Date: 2005-01-28 12:56 pm (UTC)
From: [identity profile] bateleur.livejournal.com
The other possibility is that they're not intended to be mutually exclusive. For examples:

1) Dr - An abbreviation, but not an acronym.

2) WTF ? - An (acronym and an) abbreviation.

3) HTTP - An acronym (and an abbreviation).

So cases 1) and 2) I'd want to mark as abbreviations and case 3) as an acronym even though technically all acronyms are abbreviations.

Date: 2005-01-28 01:02 pm (UTC)
From: [identity profile] venta.livejournal.com
What's your distinction between (2) and (3) ?

Date: 2005-01-28 01:06 pm (UTC)
From: [identity profile] onebyone.livejournal.com
Just for the record, in my mind "Dr" is pronounced "Doctor", "wtf" is pronounced "what the fuck", and "HTTP" is pronounced "aitch tee tee pee".

Date: 2005-01-28 01:10 pm (UTC)
From: [identity profile] venta.livejournal.com
Aye, that's a fair point. Hadn't thought of it like that.

Date: 2005-01-28 01:12 pm (UTC)
From: [identity profile] bateleur.livejournal.com
What's your distinction between (2) and (3) ?

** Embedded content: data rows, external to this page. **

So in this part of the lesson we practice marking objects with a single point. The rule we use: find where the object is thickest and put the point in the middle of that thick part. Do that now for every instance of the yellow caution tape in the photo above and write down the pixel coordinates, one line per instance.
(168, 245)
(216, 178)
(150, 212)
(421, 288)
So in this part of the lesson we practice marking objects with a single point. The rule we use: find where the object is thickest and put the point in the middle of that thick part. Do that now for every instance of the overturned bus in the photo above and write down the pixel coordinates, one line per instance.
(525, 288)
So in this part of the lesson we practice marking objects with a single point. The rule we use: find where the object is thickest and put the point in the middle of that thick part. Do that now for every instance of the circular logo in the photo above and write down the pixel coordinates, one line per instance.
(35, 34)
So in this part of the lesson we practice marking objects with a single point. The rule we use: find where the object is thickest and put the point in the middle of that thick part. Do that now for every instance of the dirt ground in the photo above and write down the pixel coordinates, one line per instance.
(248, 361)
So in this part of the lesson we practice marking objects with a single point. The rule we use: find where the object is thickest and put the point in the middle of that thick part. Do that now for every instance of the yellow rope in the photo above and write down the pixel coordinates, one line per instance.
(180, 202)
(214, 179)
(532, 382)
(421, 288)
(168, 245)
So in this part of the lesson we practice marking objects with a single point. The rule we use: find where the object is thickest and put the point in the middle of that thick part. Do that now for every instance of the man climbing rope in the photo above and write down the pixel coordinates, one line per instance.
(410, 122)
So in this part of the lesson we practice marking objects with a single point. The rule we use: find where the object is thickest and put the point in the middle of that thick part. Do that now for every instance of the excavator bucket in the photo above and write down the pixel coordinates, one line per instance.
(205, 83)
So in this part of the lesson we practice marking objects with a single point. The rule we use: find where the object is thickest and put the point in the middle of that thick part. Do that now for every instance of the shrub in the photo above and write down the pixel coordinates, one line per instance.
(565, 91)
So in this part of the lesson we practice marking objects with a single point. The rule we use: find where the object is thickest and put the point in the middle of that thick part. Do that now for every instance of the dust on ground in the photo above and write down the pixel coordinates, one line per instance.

That in the case of (2), the reader will need to mentally expand the phrase into its long form (well, unless they are familiar with it already), whereas with (3) you just use the thing as an atomic token which has a certain associated meaning which you will need to learn from scratch.

There are grey areas, of course. Something like FIFO, for example, is an atomic thingummy to me now, but when I first met it I would mentally expand it out and think about it for a bit (then get it wrong).

Date: 2005-01-28 01:31 pm (UTC)
From: [identity profile] broadmeadow.livejournal.com
> 2) WTF ? - An (acronym and an) abbreviation.
> 3) HTTP - An acronym (and an abbreviation).

I disagree, because whether you mentally read these in full or as their letters (ie "What The Fuck" or "Double-you Tee Eff") neither case is a new word in its own right (see my post below). If case 2 was pronounced "wuttuff" then it would also be an acronym.

Date: 2005-01-28 01:53 pm (UTC)
From: [identity profile] bateleur.livejournal.com
Maybe in some pedantic sense you are right, but I refuse to live in a world where TLA is not an acronym !

Date: 2005-01-28 01:56 pm (UTC)
From: [identity profile] broadmeadow.livejournal.com
Abbreviation and Acronym both begin with A!

Date: 2005-01-28 02:16 pm (UTC)
From: [identity profile] venta.livejournal.com
I always thought the A in TLA was for Abbreviation ?

Date: 2005-01-28 03:16 pm (UTC)
From: [identity profile] bateleur.livejournal.com
It can, but didn't originally.

As always, see Wikipedia for more detail than you could possibly want !

Date: 2005-01-28 02:15 pm (UTC)
From: [identity profile] venta.livejournal.com
neither case is a new word in its own right

I'm not sure we all agree it has to be, though, that's just the definition you're using :)

Date: 2005-01-28 02:38 pm (UTC)
From: [identity profile] broadmeadow.livejournal.com
Indeed. That's merely the reason I disagree with the original assertion.

Hopefully we'll get this resolved - and I may well be incorrect. I'm certainly troubled by my conclusion that "shouldn't" is an acronym by my definition. In fact, www.dictionary.com seems to support the general premise that acronyms are "new" words, but discount the "shouldn't" case:

acronym: A word formed from the initial letters of a name, such as WAC for Women's Army Corps, or by combining initial letters or parts of a series of words, such as radar for radio detecting and ranging.

["shouldn't" being discounted because of the explicit requirement that initial letters form the new word.]

This definition of acronym seems to correspond to my understanding, but I'm not prepared to regard this website as the final authority!

[Is "WAC" a good example? I presume it is intended to be read as "whack" - but this isn't a known case to me, so I'd tend to read this as the three letters by default.]

And are we doing this one to death?!